You stew in uncertainty, you do anything but write. You overthink. You stay up late trying to listen to the characters and what their fears are. You bond with them, you laugh and cry with them. You go for a run, see boys setting a bush on fire and find a way to add it to the catalyst of said play. You stop writing all together. No journaling, not even note taking. But you still show up to the playwriting meeting the day after seeing him in the hospital. Because even though you never anticipated your father getting cancer, you knew accountability was the only way you would finish writing the damn thing. Even if all you did was change punctuations and add a couple of pages, unedited, you showed up month after month.
You deal with the pages in front of you. Because at least you have control over that. You stop writing again, so you go to a slam poetry open mic to feel someone else’s grief for a change and see glass figures adorning the cafe. Another conduit for fire, another way the elements inspire you to keep writing. You listen to the little girl in the volcano, how she hurts, how she aches, how she howls with anger. She wants to destroy everything around her. You almost let her. But you don’t write that version. Instead of stewing, you make a collage to inspire you. You see a plane over mountains and see the villagers’ salvation. Perhaps because empathy is a muscle and you see yourself in all the characters. You may be the little girl whose rage is blinding and sorrow is too hot to handle without a hazmat suit. But so is your mother, and your mother’s mother, so you fall asleep in hopes they sprinkle their own magic over unfinished sentences.
You tell your director all of this, and thankfully, she is the most compassionate collaborator you could have dreamt of. And from there, you slowly start letting go of the play. It starts taking shape and living, breathing without your oxygen. The pain is still there, the emotions are loud and desperate to be let out, so you let them. Because you feel safe enough to do so. You thank the actors and artists who help bring this story to life. As well as the matralineage who you hope to honor. You thank your body for being a vessel of healing and transformation. You almost don’t make it into the venue. But when you show up to the theatre, you are greeted with an overwhelming amount of love and support. You sit back, try to calm your nerves, scribble thank you notes, attend injuries, and a friend brings you a cup of tea.
You watch the play, thank the community who showed up. There are a thousand edits you want to make, but for now, your play and your father are alive. Signifying, there is still time, to refine, to clarify, to create memories.


Last June I was coming out of the threshold of Las Sirenas when I sent out a tweet that read, “what if my next play is set on a volcano”. And as I like to claim, my seeds will meet the sun! Thank you to those who were able to watch and be part of the staged reading of La Niña del Volcan at the Wayward Artist. I’ve uploaded the lastest version to my Patreon if you weren’t there and would like to read it. Check out the other incentives as well—support your local creatives!
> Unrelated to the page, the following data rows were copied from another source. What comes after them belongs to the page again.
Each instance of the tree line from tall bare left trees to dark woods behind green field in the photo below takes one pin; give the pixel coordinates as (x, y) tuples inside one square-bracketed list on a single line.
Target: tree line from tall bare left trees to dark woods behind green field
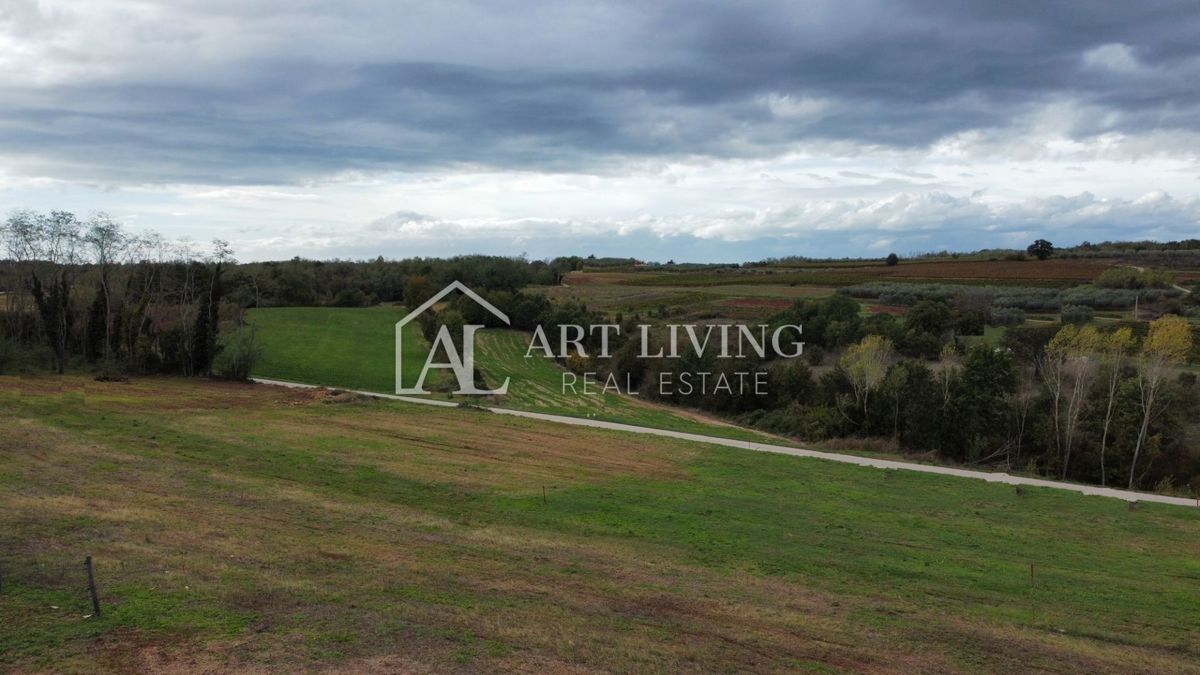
[(88, 291)]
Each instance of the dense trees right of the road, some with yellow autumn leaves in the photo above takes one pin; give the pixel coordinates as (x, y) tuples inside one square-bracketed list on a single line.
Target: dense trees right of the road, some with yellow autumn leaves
[(1114, 405)]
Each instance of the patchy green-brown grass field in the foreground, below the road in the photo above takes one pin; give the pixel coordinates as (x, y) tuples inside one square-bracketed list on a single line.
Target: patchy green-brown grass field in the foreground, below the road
[(250, 528)]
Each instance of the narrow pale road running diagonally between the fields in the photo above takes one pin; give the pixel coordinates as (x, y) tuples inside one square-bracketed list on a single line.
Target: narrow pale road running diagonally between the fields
[(992, 477)]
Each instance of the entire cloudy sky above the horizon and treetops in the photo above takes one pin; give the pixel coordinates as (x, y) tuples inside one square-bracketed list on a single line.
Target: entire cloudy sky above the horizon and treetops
[(663, 130)]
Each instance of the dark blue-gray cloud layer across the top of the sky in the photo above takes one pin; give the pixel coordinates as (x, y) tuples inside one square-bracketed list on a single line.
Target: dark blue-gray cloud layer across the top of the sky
[(273, 93)]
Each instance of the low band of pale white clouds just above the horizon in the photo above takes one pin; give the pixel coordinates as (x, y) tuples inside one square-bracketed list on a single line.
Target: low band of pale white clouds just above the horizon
[(904, 223)]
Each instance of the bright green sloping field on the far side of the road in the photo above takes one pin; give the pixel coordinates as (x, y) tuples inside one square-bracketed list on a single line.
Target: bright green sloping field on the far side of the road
[(355, 349)]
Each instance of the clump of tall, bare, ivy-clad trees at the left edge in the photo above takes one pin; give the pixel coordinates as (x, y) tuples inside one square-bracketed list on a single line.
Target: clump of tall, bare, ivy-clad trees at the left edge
[(88, 291)]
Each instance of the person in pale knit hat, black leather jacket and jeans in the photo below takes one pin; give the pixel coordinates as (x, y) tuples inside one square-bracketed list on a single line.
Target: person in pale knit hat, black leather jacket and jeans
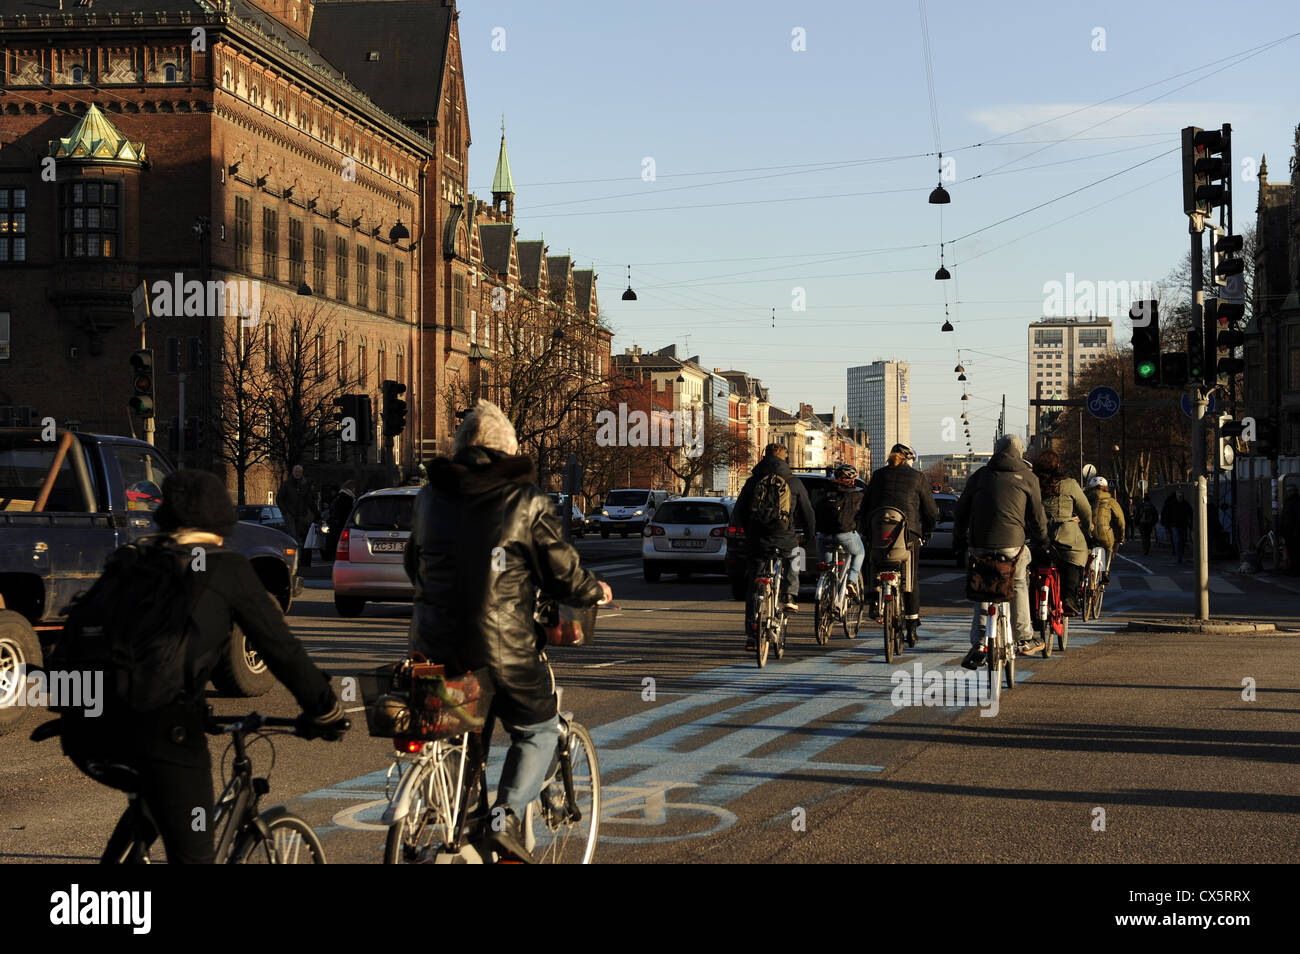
[(484, 541)]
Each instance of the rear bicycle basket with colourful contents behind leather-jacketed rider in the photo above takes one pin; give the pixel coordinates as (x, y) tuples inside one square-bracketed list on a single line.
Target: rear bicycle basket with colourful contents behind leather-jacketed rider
[(419, 700)]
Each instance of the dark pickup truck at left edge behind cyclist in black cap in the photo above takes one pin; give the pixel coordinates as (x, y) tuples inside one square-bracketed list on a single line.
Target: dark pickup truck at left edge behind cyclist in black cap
[(66, 506)]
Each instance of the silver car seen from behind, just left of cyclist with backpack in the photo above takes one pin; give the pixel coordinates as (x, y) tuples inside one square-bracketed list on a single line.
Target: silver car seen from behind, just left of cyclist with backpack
[(686, 536)]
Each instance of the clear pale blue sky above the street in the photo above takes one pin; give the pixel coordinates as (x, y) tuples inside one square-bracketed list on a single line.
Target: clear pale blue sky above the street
[(753, 157)]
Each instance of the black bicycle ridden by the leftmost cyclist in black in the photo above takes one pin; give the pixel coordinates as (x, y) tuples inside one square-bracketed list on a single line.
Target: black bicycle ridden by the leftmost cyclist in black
[(248, 836)]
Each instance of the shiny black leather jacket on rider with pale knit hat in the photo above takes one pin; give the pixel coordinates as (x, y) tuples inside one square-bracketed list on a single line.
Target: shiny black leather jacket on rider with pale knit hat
[(484, 540)]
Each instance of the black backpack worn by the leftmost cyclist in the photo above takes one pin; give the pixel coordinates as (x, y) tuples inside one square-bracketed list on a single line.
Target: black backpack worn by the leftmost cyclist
[(133, 626)]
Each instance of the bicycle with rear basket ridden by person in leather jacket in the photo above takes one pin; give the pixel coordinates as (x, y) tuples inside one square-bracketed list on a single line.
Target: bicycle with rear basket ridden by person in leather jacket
[(439, 803)]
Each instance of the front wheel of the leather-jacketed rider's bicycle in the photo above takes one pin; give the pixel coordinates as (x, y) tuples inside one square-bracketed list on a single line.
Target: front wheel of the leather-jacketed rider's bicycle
[(562, 836)]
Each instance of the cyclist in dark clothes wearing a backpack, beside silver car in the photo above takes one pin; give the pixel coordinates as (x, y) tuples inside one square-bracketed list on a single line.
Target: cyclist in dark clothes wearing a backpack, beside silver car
[(770, 508)]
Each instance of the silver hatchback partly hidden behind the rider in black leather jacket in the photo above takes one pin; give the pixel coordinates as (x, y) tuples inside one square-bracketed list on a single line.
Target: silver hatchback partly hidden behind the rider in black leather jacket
[(369, 565)]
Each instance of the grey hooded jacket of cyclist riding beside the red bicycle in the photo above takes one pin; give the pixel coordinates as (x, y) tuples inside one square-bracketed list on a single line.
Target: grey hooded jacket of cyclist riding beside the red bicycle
[(1000, 508)]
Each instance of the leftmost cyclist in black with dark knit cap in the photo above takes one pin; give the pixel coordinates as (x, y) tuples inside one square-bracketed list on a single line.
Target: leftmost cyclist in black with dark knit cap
[(166, 751)]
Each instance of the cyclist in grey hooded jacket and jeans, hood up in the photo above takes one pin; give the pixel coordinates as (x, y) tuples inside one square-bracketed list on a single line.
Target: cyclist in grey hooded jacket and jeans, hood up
[(999, 509)]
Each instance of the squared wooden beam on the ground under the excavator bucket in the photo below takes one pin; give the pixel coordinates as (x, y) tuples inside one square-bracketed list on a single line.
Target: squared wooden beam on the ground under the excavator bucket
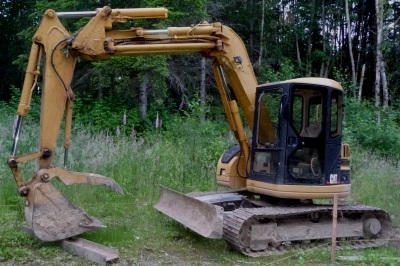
[(90, 250)]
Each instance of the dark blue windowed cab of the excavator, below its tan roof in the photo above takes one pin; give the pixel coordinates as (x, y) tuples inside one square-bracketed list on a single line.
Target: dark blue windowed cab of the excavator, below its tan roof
[(306, 145)]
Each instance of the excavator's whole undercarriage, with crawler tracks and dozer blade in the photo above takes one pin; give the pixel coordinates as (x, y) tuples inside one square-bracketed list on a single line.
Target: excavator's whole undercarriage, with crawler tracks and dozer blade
[(261, 226)]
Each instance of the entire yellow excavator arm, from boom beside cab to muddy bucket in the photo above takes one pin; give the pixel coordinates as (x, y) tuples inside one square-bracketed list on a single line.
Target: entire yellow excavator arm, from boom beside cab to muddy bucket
[(50, 215)]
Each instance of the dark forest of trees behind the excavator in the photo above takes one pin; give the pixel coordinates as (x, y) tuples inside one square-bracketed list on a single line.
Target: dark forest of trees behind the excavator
[(355, 42)]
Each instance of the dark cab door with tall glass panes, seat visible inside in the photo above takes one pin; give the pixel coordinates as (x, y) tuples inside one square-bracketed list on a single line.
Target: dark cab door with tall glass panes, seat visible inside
[(305, 150)]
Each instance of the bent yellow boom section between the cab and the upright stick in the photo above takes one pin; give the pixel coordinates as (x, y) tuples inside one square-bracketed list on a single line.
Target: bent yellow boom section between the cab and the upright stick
[(231, 63)]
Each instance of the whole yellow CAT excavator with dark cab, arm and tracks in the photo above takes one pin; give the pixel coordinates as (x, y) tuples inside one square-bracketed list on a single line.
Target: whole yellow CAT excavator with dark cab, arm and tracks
[(294, 155)]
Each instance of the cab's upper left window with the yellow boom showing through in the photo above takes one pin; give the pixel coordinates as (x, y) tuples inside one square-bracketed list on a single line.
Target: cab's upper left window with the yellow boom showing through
[(269, 113)]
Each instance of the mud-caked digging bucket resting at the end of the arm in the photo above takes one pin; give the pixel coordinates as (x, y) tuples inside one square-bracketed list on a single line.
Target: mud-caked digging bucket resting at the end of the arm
[(52, 217)]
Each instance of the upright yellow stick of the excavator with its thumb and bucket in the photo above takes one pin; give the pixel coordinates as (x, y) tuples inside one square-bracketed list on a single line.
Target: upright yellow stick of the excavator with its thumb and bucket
[(50, 215)]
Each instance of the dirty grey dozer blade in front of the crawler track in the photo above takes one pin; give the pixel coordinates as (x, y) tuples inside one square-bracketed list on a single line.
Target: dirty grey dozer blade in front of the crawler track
[(203, 218)]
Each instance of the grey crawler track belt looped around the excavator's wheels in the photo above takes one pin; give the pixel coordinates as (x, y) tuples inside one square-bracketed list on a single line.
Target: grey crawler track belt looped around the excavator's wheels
[(233, 222)]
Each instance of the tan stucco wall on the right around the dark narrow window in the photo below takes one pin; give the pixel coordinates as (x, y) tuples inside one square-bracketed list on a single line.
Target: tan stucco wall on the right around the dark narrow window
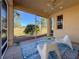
[(70, 23)]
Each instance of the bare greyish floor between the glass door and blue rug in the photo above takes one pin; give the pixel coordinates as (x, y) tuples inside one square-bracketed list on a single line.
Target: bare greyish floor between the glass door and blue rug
[(13, 53)]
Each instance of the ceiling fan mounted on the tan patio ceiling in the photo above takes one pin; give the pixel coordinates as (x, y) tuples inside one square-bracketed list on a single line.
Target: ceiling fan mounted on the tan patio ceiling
[(53, 5)]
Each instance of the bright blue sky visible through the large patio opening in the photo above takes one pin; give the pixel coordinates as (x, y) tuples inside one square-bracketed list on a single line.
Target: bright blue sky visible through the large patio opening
[(26, 18)]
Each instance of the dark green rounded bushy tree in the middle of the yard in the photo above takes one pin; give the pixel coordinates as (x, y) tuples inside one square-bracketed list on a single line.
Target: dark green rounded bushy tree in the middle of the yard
[(30, 29)]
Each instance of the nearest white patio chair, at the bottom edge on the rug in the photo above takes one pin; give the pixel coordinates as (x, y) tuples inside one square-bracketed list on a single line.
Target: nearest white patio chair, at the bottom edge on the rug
[(46, 48)]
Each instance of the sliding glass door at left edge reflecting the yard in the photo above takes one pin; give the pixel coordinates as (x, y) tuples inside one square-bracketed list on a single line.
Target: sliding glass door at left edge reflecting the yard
[(4, 26)]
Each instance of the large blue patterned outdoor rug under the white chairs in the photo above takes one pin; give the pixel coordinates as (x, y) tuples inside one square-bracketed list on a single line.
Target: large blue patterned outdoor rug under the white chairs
[(29, 51)]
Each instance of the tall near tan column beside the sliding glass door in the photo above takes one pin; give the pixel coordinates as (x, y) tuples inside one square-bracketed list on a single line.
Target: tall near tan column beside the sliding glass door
[(10, 22)]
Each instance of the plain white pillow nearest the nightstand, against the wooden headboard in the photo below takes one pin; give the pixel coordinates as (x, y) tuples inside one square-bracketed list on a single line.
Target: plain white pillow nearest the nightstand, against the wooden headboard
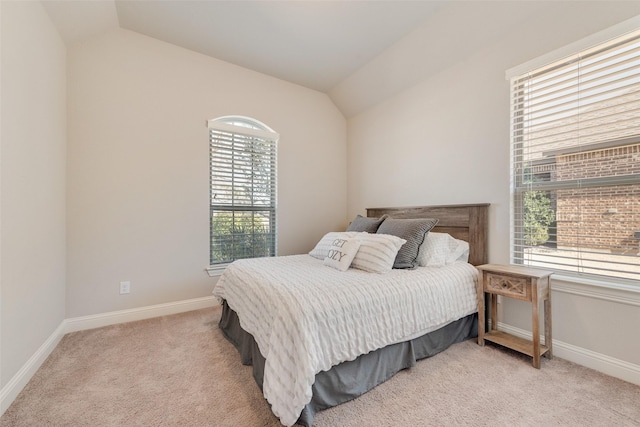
[(440, 249)]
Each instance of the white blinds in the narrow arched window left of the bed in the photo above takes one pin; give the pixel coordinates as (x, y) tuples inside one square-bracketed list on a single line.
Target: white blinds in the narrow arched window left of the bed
[(243, 159)]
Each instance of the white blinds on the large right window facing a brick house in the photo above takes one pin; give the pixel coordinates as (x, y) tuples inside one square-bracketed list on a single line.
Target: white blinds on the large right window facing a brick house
[(575, 145)]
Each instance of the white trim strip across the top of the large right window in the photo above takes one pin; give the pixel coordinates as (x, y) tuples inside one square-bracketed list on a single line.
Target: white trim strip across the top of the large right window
[(617, 30)]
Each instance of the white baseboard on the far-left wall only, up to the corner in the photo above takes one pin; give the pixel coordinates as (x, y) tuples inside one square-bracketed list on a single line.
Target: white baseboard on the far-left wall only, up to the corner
[(10, 391)]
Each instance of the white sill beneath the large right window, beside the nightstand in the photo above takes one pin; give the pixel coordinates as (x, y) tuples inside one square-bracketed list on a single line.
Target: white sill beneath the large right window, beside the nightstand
[(599, 289)]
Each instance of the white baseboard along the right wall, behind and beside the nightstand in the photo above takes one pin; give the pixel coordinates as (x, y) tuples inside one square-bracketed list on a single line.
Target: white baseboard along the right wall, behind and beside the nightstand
[(597, 361)]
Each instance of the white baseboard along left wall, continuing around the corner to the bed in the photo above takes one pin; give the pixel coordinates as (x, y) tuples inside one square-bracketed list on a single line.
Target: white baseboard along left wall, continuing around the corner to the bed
[(10, 391)]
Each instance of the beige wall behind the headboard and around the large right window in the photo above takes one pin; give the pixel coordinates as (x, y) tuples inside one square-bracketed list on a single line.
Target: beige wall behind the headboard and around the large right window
[(446, 140)]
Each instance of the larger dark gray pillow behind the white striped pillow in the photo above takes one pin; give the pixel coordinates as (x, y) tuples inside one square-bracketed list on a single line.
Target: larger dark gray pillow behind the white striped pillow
[(414, 232)]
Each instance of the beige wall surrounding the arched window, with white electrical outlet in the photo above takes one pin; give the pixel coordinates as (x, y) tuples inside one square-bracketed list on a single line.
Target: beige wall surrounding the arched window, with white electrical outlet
[(138, 167)]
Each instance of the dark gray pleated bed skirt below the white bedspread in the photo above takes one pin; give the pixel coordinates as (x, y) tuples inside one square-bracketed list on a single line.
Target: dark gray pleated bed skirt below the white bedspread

I am so grateful to the Embark program and Wayward Artist for all their support. This truly would not have been possible without them. To my fellow playwriting cohort AJ, Cara and Vita. You rock!! I can’t wait to keep following and supporting your work. To Baylee (a day 1 fan of the play) Min and Nicholas for your facilitation skills and being down to get into the weeds of the drafts every month. To my amazing director Melanie for tenderly holding space and being the birth doula of the play. To all the actors, to my friends and family. I’ve got one poetry event this Saturday at 7pm at Beyond Baroque in Venice, CA. Free tickets are available here and the event will be streamed here if you’d like to watch. I’m honored to be among some incredible poets I love and admire very much. Thank you reader for making it to the end of this post. For those of us who are in the middle of winter, I hope you are able to stay warm and keep fueling your inner flame. Apply some tenderness to what hurts, ask for help when you need it. Slow down. Nature invites us to rest. As my mentor Dr. Amanda Kemp likes to say, “don’t be stubborn, take your medicine.”
With love and gratitude,
-Anatalia
PS.
A special dedication goes out to my beloved boy cat, Quique, who waited until after my play was over to transition from the physical realm. I’m absolutely heartbroken, but so honored for the buckets of unconditional love he showed my family. I almost didn’t write this post, but how could I let down my favorite writing partner. Just look at that face <3
I feel a renewed commitment to being a source of love to honor his memory. He’s part of my spirit team now, and for that I feel immense gratitude.
Funny enough, I wrote a short play inspired by his silly, lovable energy many moons ago. What do you think? Should I dust it off and give it a whirl?